Barrett's esophagus (BE) is the strongest risk factor for esophageal adenocarcinoma (EAC), a malignancy with persistently poor long-term outcomes. EAC is thought to develop through progression of metaplasia to dysplasia to invasive carcinoma. Identification of factors predicting progression to EAC would help in focusing surveillance, chemoprevention, or ablation for those deemed to be at highest risk of progression. We performed a comprehensive review of the literature and summarized current evidence on risk factors for progression in subjects with known BE. Clinical and demographic factors (age, male gender, length of BE segment) are associated with modestly increased odds of progression to EAC in some studies. Biomarkers such as aneuploidy and p53 loss of heterozygosity have been associated with increased risk of progression to high-grade dysplasia and/or EAC in single-center prospective cohort studies. Promising newer techniques and markers have been recently reported with the potential to help risk stratify BE subjects. Development of a comprehensive BE risk progression score comprised of both clinical and biomarker variables should be the ultimate goal and can be achieved by multicenter prospective collaborative efforts. Although it would be challenging, creation of such a score has the potential to improve outcomes and make the management of patients with BE more cost-effective.
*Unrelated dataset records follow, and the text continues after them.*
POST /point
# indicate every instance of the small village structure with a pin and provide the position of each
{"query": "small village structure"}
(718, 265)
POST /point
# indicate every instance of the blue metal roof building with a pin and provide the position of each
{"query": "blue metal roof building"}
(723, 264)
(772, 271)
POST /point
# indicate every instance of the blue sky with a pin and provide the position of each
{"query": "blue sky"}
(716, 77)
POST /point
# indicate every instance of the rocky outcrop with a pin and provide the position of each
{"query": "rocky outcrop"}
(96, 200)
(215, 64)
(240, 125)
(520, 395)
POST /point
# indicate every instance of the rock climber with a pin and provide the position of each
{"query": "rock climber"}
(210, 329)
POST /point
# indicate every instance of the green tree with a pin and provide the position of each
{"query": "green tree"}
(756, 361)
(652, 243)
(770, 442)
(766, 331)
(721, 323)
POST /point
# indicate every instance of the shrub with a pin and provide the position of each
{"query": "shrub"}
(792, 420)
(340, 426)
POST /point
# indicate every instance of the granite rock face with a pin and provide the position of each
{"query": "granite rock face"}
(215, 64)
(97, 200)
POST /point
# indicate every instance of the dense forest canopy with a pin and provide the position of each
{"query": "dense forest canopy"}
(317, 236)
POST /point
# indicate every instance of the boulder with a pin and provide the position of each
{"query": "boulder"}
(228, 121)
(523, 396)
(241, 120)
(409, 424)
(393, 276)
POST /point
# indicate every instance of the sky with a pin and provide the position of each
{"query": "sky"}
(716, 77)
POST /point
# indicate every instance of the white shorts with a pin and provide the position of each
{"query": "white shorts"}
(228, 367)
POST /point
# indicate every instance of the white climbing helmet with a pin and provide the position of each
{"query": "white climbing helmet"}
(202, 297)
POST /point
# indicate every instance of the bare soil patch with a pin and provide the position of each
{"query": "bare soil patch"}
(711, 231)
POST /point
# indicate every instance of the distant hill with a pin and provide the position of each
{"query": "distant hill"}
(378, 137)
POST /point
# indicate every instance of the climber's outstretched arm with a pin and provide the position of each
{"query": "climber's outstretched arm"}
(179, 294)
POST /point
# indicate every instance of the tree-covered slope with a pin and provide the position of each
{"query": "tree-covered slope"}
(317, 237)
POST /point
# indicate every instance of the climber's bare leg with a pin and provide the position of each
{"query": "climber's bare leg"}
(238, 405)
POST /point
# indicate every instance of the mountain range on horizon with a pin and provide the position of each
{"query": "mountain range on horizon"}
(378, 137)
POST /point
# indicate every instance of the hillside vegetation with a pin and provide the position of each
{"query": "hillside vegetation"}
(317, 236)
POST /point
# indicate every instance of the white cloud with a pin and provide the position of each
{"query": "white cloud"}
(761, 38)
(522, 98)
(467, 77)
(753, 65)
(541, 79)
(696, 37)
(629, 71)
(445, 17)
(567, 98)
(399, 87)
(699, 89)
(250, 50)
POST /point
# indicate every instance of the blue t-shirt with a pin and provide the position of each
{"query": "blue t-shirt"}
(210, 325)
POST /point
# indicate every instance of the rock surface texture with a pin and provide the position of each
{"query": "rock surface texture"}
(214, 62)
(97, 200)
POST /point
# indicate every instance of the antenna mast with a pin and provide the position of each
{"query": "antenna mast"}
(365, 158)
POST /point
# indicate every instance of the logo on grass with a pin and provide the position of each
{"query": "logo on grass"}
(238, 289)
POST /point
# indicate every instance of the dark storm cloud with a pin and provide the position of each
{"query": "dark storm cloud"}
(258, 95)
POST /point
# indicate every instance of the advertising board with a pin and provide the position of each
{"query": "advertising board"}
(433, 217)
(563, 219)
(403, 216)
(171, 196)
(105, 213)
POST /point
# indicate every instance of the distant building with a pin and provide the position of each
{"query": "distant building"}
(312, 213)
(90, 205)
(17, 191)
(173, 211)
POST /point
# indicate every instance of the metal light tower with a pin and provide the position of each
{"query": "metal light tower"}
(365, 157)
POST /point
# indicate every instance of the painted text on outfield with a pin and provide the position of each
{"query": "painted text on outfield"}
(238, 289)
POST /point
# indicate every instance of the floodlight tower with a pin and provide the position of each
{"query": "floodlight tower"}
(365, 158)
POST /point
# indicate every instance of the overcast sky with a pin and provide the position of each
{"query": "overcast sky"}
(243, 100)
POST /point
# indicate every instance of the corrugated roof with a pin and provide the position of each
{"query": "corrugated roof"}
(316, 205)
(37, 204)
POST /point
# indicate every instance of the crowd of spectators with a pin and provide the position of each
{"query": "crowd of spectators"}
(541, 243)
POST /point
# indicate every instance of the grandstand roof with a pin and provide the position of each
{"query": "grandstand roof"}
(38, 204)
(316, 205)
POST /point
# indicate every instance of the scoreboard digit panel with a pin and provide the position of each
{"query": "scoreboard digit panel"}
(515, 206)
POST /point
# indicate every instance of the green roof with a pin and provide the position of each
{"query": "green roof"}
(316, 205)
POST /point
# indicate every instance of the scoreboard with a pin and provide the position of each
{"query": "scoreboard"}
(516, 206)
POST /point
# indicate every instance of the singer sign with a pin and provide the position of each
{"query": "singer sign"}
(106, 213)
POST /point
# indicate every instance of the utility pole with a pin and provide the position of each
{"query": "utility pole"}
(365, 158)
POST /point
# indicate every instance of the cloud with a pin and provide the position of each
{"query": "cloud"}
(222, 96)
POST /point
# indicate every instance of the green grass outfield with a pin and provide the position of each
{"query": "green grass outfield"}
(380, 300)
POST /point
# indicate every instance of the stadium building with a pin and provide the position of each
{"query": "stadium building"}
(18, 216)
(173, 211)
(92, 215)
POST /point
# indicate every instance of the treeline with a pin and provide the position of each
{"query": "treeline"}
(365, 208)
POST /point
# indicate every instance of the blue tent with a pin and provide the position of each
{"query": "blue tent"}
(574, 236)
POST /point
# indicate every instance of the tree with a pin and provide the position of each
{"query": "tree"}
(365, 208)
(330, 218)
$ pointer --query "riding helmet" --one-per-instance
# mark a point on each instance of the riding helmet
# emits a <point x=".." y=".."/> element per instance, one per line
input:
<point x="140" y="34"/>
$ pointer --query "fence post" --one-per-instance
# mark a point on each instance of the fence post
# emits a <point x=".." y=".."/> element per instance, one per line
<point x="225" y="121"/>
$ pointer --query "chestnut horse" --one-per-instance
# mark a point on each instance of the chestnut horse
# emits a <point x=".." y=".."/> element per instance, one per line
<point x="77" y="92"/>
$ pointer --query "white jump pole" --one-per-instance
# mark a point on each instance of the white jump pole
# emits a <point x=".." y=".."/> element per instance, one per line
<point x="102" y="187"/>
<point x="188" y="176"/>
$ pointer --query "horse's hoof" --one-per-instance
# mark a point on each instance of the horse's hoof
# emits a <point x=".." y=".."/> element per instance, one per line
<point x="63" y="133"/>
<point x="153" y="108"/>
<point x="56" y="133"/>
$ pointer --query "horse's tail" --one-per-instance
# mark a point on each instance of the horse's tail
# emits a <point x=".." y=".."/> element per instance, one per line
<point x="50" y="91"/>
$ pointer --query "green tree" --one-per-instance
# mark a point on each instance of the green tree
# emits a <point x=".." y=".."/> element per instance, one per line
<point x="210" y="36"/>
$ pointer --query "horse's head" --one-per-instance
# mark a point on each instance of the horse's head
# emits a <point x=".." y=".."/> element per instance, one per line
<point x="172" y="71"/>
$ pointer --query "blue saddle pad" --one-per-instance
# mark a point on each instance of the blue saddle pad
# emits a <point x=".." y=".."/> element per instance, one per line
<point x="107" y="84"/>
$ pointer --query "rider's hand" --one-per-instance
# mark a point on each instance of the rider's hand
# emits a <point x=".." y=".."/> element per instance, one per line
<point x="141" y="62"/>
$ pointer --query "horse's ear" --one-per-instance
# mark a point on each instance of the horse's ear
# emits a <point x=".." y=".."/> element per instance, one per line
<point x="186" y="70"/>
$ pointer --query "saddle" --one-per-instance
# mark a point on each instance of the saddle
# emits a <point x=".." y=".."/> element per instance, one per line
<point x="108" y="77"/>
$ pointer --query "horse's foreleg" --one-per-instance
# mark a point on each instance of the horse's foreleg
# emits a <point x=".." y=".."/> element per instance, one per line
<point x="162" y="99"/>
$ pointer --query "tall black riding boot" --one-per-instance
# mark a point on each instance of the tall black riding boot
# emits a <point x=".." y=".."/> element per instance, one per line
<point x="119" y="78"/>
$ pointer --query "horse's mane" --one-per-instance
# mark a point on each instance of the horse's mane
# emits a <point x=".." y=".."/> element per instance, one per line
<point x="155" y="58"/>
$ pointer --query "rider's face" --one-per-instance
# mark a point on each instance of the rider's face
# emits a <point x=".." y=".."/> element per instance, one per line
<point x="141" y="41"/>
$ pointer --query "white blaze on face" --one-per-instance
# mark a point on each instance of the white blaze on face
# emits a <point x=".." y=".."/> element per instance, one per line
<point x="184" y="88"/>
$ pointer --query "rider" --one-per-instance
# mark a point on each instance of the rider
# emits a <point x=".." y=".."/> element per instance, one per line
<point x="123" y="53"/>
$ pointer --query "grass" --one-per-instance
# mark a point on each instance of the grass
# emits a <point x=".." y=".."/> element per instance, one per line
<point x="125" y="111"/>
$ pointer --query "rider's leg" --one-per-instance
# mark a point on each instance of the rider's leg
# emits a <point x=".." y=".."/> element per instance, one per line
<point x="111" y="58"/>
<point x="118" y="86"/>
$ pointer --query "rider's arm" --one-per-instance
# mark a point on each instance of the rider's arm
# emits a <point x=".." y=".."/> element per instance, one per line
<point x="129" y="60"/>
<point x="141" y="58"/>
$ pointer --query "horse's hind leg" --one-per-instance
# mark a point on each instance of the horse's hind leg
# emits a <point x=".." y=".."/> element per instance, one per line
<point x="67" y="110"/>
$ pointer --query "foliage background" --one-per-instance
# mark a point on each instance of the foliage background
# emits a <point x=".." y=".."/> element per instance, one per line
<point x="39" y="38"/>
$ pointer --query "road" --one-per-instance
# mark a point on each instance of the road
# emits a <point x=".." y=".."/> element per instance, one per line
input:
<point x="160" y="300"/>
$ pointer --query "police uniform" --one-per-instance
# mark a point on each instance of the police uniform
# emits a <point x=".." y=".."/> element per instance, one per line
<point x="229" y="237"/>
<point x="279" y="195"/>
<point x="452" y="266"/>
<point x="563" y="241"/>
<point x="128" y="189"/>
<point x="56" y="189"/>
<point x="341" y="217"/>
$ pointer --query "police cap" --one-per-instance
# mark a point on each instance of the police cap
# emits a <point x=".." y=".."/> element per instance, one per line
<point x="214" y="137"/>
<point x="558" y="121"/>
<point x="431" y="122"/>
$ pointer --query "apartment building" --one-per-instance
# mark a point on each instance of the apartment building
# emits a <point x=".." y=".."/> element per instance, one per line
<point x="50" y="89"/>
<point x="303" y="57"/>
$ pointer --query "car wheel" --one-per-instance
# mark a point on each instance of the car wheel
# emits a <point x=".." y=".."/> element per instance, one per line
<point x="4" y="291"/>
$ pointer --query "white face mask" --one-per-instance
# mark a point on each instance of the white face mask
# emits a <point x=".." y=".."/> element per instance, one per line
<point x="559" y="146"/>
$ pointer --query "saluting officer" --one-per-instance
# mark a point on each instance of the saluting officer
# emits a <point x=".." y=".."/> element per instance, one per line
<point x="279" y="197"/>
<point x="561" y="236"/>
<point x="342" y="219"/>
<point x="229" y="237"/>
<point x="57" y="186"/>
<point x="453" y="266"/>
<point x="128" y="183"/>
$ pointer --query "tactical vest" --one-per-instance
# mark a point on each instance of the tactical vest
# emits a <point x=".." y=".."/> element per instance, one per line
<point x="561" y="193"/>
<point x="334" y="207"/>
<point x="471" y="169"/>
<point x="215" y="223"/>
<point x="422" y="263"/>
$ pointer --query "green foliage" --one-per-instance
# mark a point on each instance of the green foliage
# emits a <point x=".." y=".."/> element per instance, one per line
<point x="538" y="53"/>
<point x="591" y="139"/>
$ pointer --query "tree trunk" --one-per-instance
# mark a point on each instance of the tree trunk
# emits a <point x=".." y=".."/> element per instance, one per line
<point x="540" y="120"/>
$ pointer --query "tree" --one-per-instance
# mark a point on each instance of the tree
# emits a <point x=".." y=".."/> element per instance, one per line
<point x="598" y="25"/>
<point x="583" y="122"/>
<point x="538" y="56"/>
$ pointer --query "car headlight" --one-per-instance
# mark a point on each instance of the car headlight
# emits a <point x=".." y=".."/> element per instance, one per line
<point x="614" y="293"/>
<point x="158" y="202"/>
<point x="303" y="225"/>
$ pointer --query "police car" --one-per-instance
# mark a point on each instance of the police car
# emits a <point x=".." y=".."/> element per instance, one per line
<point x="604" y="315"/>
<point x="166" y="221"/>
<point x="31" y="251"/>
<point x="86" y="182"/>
巴雷特食管(BE)是食管腺癌(EAC)的最强危险因素,EAC 是一种长期预后不良的恶性肿瘤。EAC 被认为是通过化生、异型增生到浸润性癌的进展而发展的。识别预测向 EAC 进展的因素将有助于集中监测、化学预防或消融那些被认为进展风险最高的患者。我们对文献进行了全面综述,并总结了目前已知 BE 患者进展危险因素的证据。在一些研究中,临床和人口统计学因素(年龄、男性、BE 段长度)与向 EAC 进展的几率适度增加相关。在单中心前瞻性队列研究中,生物标志物,如非整倍体和 p53 杂合性丢失,与进展为高级别异型增生和/或 EAC 的风险增加相关。最近有报道称,一些有前途的新技术和标志物具有帮助 BE 患者进行风险分层的潜力。通过多中心前瞻性合作努力,开发一个由临床和生物标志物变量组成的全面 BE 风险进展评分应该是最终目标。尽管这将是具有挑战性的,但创建这样一个评分有可能改善预后并使 BE 患者的管理更具成本效益。